1985年の「男女雇用機会均等法」の制定により、女性の社会進出という片方の車輪だけを動かしながら、もう片方の車輪である「育児の社会化(保育所の大量増設や働き方改革)」を先送りしたことで、女性に仕事か出産かの二者択一を迫る歪みを生み出しました。
③ 選挙では目先の課題を優先
政治家が数年後の次の選挙に勝つためには、いま目の前で有権者が困っている物価高や目先の減税に予算を配る必要があります。少子化対策のように「今、現役世代に負担を求め、数十年後にようやく問題が回避される」という政策は、選挙において極めて不利になります。
また、予算を削られる側(例えば高齢者層や既存の業界)の抵抗は具体的で激しいのに対し、将来恩恵を受けるはずの「まだ生まれていない子どもたち」は今、選挙で声を上げることができません。この政治的声量の格差が、痛みを伴う改革を阻んできました。
4. 「先送り」という知恵の罪
ここで日本社会の致命的な習性となったのが、「先送りの習慣化」です。
領土問題や高度な外交交渉などにおいては、あえて白黒をつけずに現状維持を保ち、決定的な衝突を避ける「先送り」が一種の賢い知恵とされることがあります。しかし、政治家や官僚がこの成功体験を、国内の構造改革という「時間が経つほど手遅れになる問題」にまで適用してしまったのは大きな過ちでした。
専門家から将来に向けての提言があったとしても、その予測の精度や現実味、あるいは影響の大きさに少しでも不確実性や疑念が感じられると、社会は「まだ大丈夫だろう」「最悪の事態にはならないはずだ」という正常性バイアスを働かせ、対策の優先順位を下げてしまいます。実害が目に見える形になるまで対応措置を執らないポピュリズムの弊害が、ここに極まったのです。
日本社会にとって、この先送り体質を脱却して効果的な施策を打てた最後の防衛線は、1990年の「1.57ショック」の直後でした。
この瞬間であれば、1970年代前半に生まれた「団塊ジュニア世代」がこれから結婚・出産を迎える20代前半の時期でした。ここで国家の総力を挙げた財政出動や、柔軟な働き方へのドラスティックな変更へと舵を切っていれば、日本の人口動態は踏みとどまれた可能性が十分にあります。

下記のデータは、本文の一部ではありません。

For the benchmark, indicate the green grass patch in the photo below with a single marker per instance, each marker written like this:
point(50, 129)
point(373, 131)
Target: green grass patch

しかし、日本社会が選択したのは、実効性の乏しい少額の予算措置(1994年のエンゼルプランなど)による「お茶を濁すような先送り」でした。そこへバブル崩壊後の就職氷河期が直撃したことで、日本の人口の最後のボリュームゾーンは不安定な雇用と低収入のまま30代を迎えることになり、第3次ベビーブームはついに幻となったのです。
5. ショックがなければ学習できない社会.....
歴史が示すのは、日本社会は合理的予測だけでは動けず、ショック(実害)を被って初めて学習し、動き出すという腰の重い習性を持っているという事実です。これは少子化に限らず、今後予測されるインフラの老朽化や社会保障の維持など、あらゆる長期的な課題に共通する脆さです。
有識者による諮問委員会などがいくら「先憂後楽」の精神で一歩先の危機を提言しても、その声に耳を傾け、即応する仕組みが政治と社会になければ、同じ過ちは繰り返されます。
今さら過去を嘆いても時計の針は戻りませんが、私たちがこの手遅れになった少子化の歴史から学ぶべきは、「不確実性があるから先送りする」というこれまでの思考様式そのものを疑い、データが示す未来に対して、いかに実害が出る前に社会を動かすシステムを構築できるか、というガバナンスへの問いにほかならないでしょう。